David Bowles, the RSPCA’s head of public affairs said: “Since the Brexit referendum result two years ago, the RSPCA has campaigned  extensively and lobbied MPs and Defra Ministers about provisions for animal welfare in the Agriculture Bill. Today’s vote was something the RSPCA and its supporters have been tentatively anticipating. 

“We’re very encouraged that the Bill includes the development of a scheme to provide financial rewards for farmers in England who improve their animal welfare practices, as well as the official recognition of animal welfare as a ‘public good’. These measures could improve the health and welfare of millions of farm animals and position England as a world leader for farm animal welfare.

“However, we can’t ignore that other key aspects that we hoped would be included have not been voted into law today.
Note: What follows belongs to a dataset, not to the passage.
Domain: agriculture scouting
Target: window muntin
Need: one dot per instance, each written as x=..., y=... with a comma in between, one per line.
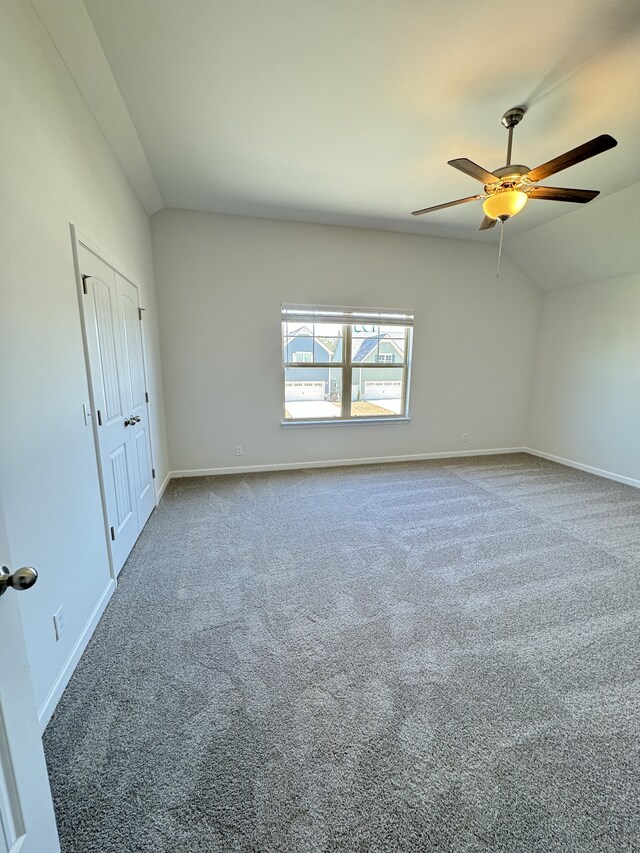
x=376, y=366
We’re disappointed that MPs did not vote to protect farmers in England and the rest of the UK from lower welfare imports despite the UK Government committing to this.  At a time when the UK is negotiating new trade deals with the USA, Australia and Japan, all of whom have lower legal requirements for farm animal welfare than the UK, any measures to raise our standards will be undermined if we are allowing in produce from animals reared to lower welfare standards, including in systems that would be illegal here. 

“With hundreds of millions of animals farmed for food each year, this Bill has missed an unique opportunity to ensure our higher animal welfare standards are protected.”

NFU Scotland Director of Policy Jonnie Hall said: “While the passing of this landmark Bill unamended was no surprise, it was still deeply disappointing.  The UK Agriculture Bill is a once-in-a-generation piece of legislation and it must safeguard the sustainability of domestic food production and the integrity of domestic food consumption.

”The Bill presents an opportunity to ensure that agri-food imports in the future are produced to at least equivalent environmental, animal welfare and food safety standards as those required of farmers and crofters in Scotland and the UK. Anything less would undermine the highest standards to which the industry in Scotland works to, and the entire agri-food supply chains of the UK.

“Encouragement can be taken from those MPs who argued so strongly yesterday for amendments to the Bill and NFU Scotland will continue to press its case as part a 26-strong UK-wide alliance of agricultural, environmental, animal welfare and consumer groups as the Bill enters the Lords.”